Now, about to meet with staff members and receive his morning update on developments in Beirut, where it is already late afternoon, the President is accompanied by Lucky, his 9-month-old black herding dog. On the way, he pauses for the continuing task of teaching the puppy to heel.
Tempers have flared elsewhere in the White House. One source close to several White House staff members recalls some “heated arguments, screaming, . . . a lot of arguing” in the offices of the President’s national security staff.
But according to Reagan’s aides and others who have visited with him, the President’s own demeanor has barely wavered.
Yes, he has conceded, his inability to bring the crisis to a quick and peaceful conclusion has been frustrating. As he said at a June 18 news conference, when the crisis was in its fifth day, “I’ve pounded a few walls myself when I’m alone about this.”
But at the same time, he has conducted the wide range of business of the modern presidency. There have been meetings on his proposal to revise the federal income tax structure. A brief chat with race driver Richard Petty, who donated one of his cars to the Smithsonian Institution. A talk to teachers seeking a ride on the space shuttle. Speeches out of town. An evening visit to the home of Sen. Edward M. Kennedy (D-Mass.). And more meetings on taxes.
It’s almost the same Reagan seen in better times--but not quite.
“He is not as jocular as he has been,” said one former aide who has maintained close contacts with those at the White House. “Not grim, but determined. Frustrated. He is very determined . . . to work this thing out.”
There have been moments when the 74-year-old President has seemed, in the words of one visitor, “a little sleepy.” To another guest, he looked, “as always, disgustingly healthy.”
The hostage crisis has not produced the deep tragedy of the bombing of the Marine Corps barracks in Beirut on Oct. 23, 1983, or the tension that accompanied the invasion of Grenada two days later. But unlike those precisely defined events, this one drags on, day in and day out, into the longest-running publicly played crisis of Reagan’s 53 months in office.
The bombing of the barracks, which cost the lives of 241 U.S. servicemen, was “a long downer” for the President, said one close friend of the Reagans, although “he’s not a man who has deep depressions.”
“This is not at that stage yet,” the source said. “He has a buoyant personality, and he knows life goes on.”
Not ‘Consumed By It’
Rep. Richard Cheney (R-Wyo.), who was chief of Gerald R. Ford’s White House staff 10 years ago and has attended White House meetings this week at which Reagan has presided, said the hostage crisis “is obviously an important item that dominates the current agenda internally, but (Reagan) doesn’t appear to be consumed by it.”

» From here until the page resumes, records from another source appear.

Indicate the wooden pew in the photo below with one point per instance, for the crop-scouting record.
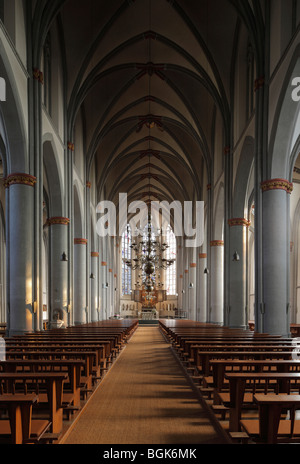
(220, 366)
(20, 428)
(237, 387)
(73, 367)
(90, 359)
(51, 381)
(270, 428)
(203, 358)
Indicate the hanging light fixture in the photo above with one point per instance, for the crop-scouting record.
(64, 257)
(236, 256)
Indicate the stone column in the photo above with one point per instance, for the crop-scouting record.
(202, 288)
(179, 274)
(192, 290)
(20, 241)
(273, 316)
(236, 314)
(217, 285)
(58, 240)
(94, 286)
(80, 316)
(103, 281)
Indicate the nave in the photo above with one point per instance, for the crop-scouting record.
(146, 398)
(174, 382)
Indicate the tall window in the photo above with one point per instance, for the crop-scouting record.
(47, 73)
(250, 81)
(2, 10)
(126, 254)
(170, 283)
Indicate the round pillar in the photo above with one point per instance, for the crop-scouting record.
(20, 233)
(273, 316)
(202, 288)
(103, 284)
(236, 313)
(192, 289)
(216, 315)
(58, 239)
(80, 316)
(94, 286)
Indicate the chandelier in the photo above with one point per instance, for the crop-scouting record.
(149, 260)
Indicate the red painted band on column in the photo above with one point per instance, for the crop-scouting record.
(277, 184)
(80, 241)
(216, 243)
(20, 179)
(58, 221)
(239, 222)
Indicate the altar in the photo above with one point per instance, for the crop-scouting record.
(148, 314)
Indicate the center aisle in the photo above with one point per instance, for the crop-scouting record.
(144, 399)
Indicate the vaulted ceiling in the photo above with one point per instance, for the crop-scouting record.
(148, 77)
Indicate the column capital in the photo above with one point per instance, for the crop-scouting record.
(38, 75)
(277, 184)
(239, 222)
(20, 179)
(217, 243)
(259, 83)
(80, 241)
(58, 221)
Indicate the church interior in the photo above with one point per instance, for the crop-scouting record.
(149, 221)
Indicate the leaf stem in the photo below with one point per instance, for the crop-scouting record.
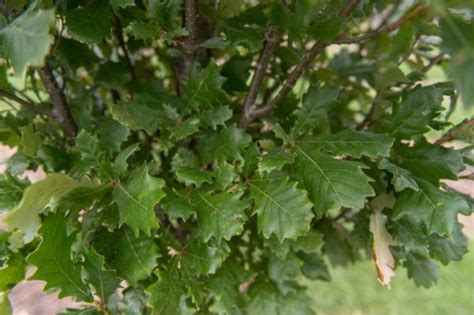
(319, 46)
(61, 112)
(119, 34)
(452, 133)
(29, 105)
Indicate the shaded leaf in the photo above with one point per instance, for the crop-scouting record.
(281, 208)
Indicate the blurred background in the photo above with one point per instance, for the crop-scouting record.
(352, 291)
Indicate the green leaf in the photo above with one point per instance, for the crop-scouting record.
(435, 209)
(275, 159)
(5, 307)
(430, 162)
(214, 117)
(10, 192)
(353, 143)
(200, 258)
(36, 197)
(447, 249)
(411, 236)
(224, 175)
(227, 144)
(136, 199)
(317, 101)
(166, 293)
(31, 141)
(92, 155)
(176, 205)
(281, 208)
(297, 303)
(314, 267)
(192, 176)
(401, 178)
(142, 30)
(26, 40)
(418, 108)
(53, 260)
(104, 281)
(220, 215)
(331, 183)
(140, 113)
(185, 129)
(282, 271)
(120, 165)
(203, 88)
(336, 245)
(135, 257)
(250, 36)
(90, 23)
(12, 271)
(421, 269)
(117, 4)
(113, 75)
(224, 287)
(264, 302)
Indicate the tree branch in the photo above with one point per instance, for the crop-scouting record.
(60, 113)
(271, 37)
(319, 46)
(433, 62)
(32, 107)
(119, 34)
(190, 44)
(415, 12)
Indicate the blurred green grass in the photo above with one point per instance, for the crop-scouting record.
(355, 291)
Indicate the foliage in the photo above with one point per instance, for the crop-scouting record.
(206, 156)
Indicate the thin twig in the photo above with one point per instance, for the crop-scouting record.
(433, 62)
(190, 44)
(32, 107)
(61, 112)
(119, 34)
(271, 37)
(319, 46)
(416, 12)
(368, 118)
(453, 132)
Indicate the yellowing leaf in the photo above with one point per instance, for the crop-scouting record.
(36, 197)
(384, 262)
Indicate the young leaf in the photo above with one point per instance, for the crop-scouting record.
(136, 199)
(104, 281)
(26, 40)
(166, 292)
(90, 23)
(138, 114)
(281, 208)
(228, 144)
(220, 216)
(429, 161)
(204, 88)
(447, 249)
(36, 197)
(418, 108)
(331, 183)
(135, 257)
(353, 143)
(435, 209)
(53, 260)
(421, 269)
(316, 103)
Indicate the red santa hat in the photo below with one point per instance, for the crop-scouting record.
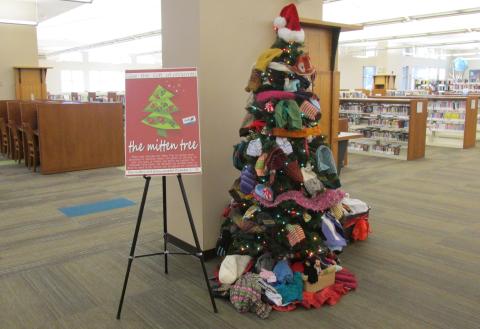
(288, 25)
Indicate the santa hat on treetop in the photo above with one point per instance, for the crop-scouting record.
(288, 25)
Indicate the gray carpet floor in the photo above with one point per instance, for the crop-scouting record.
(419, 269)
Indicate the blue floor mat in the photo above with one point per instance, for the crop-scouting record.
(91, 208)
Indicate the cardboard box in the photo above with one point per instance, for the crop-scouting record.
(325, 279)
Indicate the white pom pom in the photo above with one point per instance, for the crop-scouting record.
(299, 36)
(279, 22)
(285, 34)
(291, 36)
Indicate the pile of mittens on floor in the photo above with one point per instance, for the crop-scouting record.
(265, 284)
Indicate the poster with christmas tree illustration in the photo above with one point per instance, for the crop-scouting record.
(162, 134)
(160, 111)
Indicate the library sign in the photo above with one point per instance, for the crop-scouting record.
(162, 134)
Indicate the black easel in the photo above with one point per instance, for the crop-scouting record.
(165, 252)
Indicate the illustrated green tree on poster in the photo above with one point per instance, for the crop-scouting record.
(160, 109)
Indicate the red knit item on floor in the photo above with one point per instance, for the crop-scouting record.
(297, 267)
(346, 278)
(329, 295)
(361, 230)
(288, 308)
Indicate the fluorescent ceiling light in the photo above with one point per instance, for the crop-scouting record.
(82, 1)
(17, 22)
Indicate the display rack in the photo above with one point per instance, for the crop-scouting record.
(392, 128)
(452, 121)
(382, 83)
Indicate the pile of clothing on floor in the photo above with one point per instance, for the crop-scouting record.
(265, 284)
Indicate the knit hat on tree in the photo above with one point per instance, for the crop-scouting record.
(288, 25)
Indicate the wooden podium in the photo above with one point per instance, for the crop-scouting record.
(321, 42)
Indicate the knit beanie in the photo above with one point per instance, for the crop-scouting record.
(232, 268)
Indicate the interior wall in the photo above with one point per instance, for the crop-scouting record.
(18, 48)
(54, 80)
(351, 68)
(224, 47)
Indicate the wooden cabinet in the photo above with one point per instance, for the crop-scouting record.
(30, 82)
(382, 83)
(452, 121)
(321, 42)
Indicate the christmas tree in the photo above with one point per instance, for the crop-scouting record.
(287, 200)
(160, 109)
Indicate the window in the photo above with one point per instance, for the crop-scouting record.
(104, 81)
(368, 73)
(72, 80)
(405, 79)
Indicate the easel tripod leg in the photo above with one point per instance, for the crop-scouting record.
(165, 230)
(197, 243)
(134, 244)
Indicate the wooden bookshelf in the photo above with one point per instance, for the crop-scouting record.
(452, 120)
(392, 127)
(30, 82)
(382, 83)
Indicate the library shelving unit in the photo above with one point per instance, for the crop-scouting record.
(452, 121)
(392, 128)
(382, 83)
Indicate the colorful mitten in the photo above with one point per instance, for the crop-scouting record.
(276, 159)
(260, 165)
(310, 111)
(254, 148)
(310, 180)
(255, 81)
(325, 160)
(264, 192)
(247, 180)
(295, 234)
(284, 144)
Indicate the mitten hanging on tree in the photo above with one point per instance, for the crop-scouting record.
(254, 82)
(337, 211)
(264, 192)
(224, 242)
(247, 180)
(295, 234)
(276, 159)
(284, 145)
(294, 172)
(260, 165)
(309, 111)
(254, 148)
(310, 271)
(310, 180)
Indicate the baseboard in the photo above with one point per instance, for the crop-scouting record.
(207, 254)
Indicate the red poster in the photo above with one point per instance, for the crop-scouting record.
(162, 134)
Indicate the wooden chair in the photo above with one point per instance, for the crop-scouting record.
(4, 140)
(17, 141)
(33, 154)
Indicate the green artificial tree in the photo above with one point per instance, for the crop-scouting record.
(160, 109)
(288, 182)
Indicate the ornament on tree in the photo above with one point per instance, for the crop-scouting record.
(295, 234)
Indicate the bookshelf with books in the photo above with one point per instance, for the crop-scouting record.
(392, 128)
(452, 121)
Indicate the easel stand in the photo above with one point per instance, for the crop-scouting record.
(165, 252)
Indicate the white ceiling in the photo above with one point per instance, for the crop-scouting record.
(101, 21)
(393, 35)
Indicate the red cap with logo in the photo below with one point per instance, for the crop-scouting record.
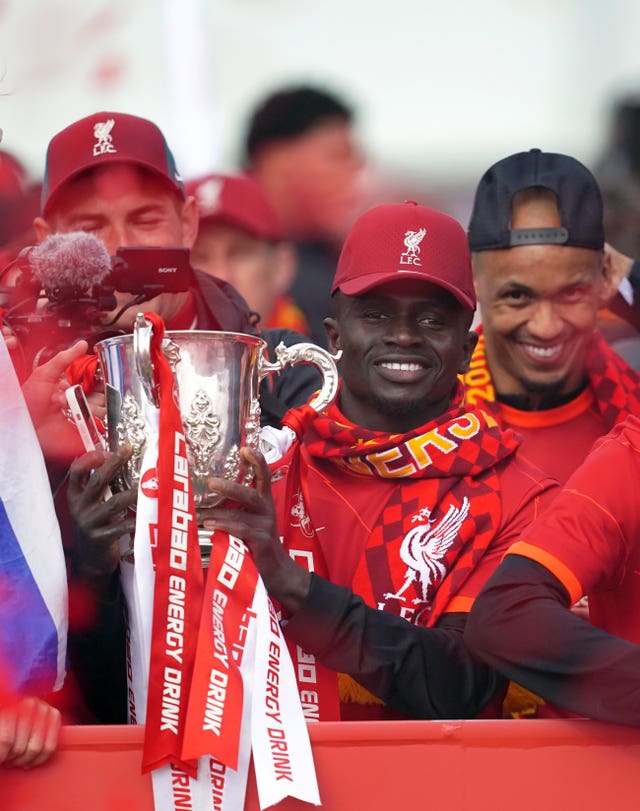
(406, 241)
(104, 138)
(237, 200)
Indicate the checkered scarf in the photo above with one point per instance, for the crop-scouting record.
(404, 517)
(615, 385)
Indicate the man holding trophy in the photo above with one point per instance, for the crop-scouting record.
(112, 176)
(381, 515)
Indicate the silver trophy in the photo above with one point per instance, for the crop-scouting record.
(217, 377)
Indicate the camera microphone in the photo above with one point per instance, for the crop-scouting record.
(68, 265)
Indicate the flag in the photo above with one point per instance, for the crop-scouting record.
(33, 583)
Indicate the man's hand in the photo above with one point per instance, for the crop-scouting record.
(99, 522)
(44, 389)
(254, 521)
(617, 267)
(29, 732)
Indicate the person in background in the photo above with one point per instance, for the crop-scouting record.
(241, 241)
(113, 175)
(541, 272)
(301, 147)
(587, 542)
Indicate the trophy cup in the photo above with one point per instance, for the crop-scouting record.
(217, 377)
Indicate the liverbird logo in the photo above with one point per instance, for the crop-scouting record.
(412, 240)
(102, 134)
(208, 194)
(299, 516)
(424, 547)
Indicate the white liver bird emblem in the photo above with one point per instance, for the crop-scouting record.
(102, 134)
(412, 240)
(424, 547)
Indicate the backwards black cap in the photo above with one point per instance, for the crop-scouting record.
(577, 194)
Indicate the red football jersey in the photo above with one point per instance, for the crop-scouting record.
(590, 537)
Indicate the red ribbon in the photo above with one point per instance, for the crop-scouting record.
(177, 601)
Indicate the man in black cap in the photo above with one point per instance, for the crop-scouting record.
(541, 273)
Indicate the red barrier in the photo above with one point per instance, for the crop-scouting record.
(457, 765)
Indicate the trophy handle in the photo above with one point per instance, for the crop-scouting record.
(307, 353)
(142, 332)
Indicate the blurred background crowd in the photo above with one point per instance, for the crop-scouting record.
(434, 93)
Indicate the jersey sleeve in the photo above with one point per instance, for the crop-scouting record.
(526, 493)
(584, 538)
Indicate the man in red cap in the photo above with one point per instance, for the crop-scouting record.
(384, 515)
(241, 240)
(113, 175)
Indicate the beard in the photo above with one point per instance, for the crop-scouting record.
(550, 388)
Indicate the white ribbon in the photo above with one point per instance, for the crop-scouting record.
(273, 725)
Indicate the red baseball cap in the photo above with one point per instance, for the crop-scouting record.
(239, 201)
(406, 241)
(104, 138)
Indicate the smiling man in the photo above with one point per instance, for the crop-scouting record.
(537, 239)
(399, 499)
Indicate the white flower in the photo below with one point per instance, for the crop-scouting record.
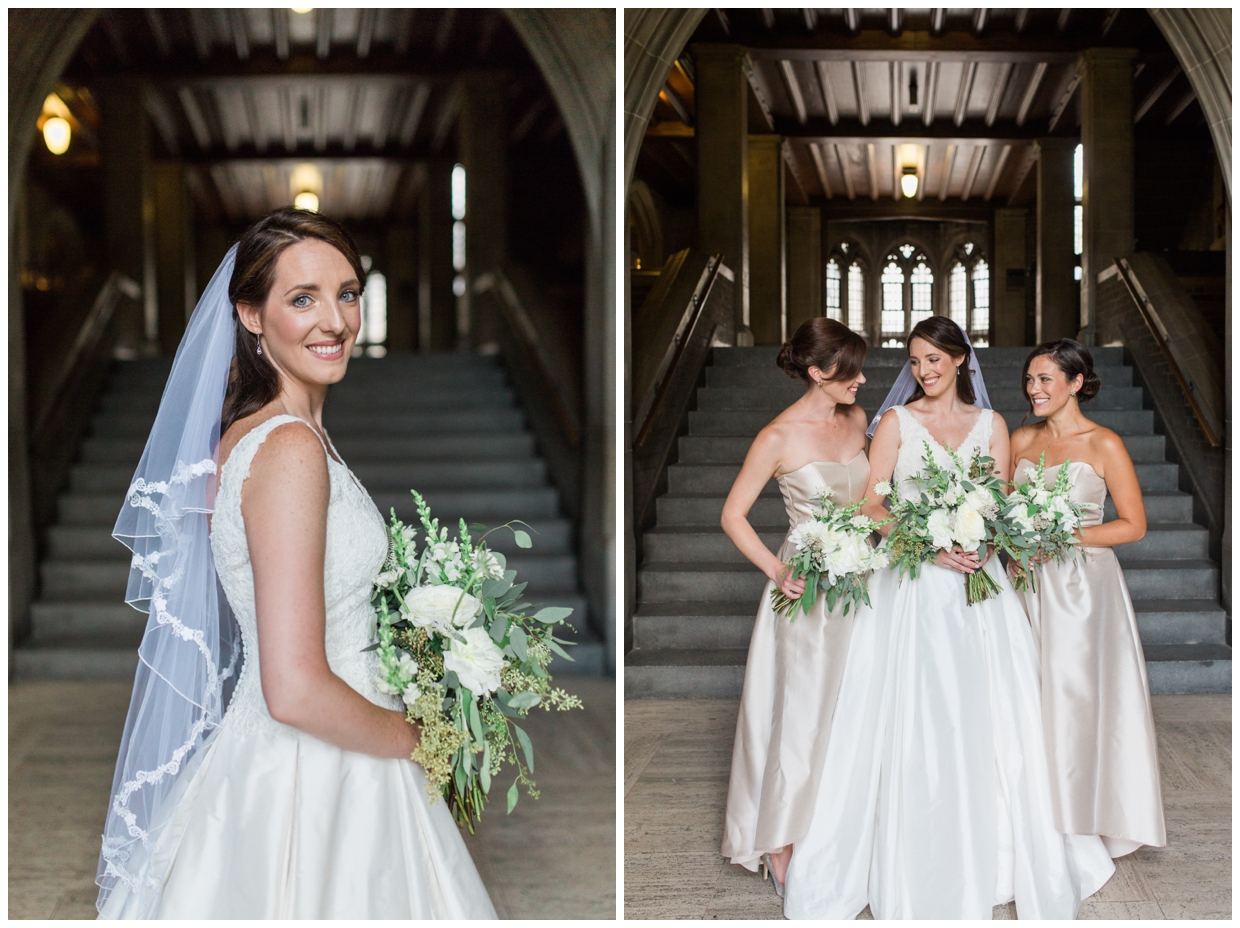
(476, 660)
(970, 527)
(439, 608)
(939, 525)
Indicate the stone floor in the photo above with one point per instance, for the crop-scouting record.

At one meeting, Reagan routinely called on senior aides and advisers--national security adviser Robert C. McFarlane, Treasury Secretary James A. Baker III, Budget Director David A. Stockman--to give congressional leaders summaries of current issues: the hostages, tax revision, the budget. Cheney said Reagan presided over a luncheon of chilled soup and medallions of beef while “he called on his guys to make their pitches.”
At the tax meeting Wednesday morning with the Ways and Means Committee members, participants said there was little hint in the President’s demeanor that he had anything else on his mind.
Indeed, Rep. Bill Frenzel (R-Minn.) recalled several hours later that, as he walked from the meeting, his own thoughts turned to the crisis in Lebanon and its exclusion at the just-concluded session with the President. He said to himself, “My God, I never even thought about it once.”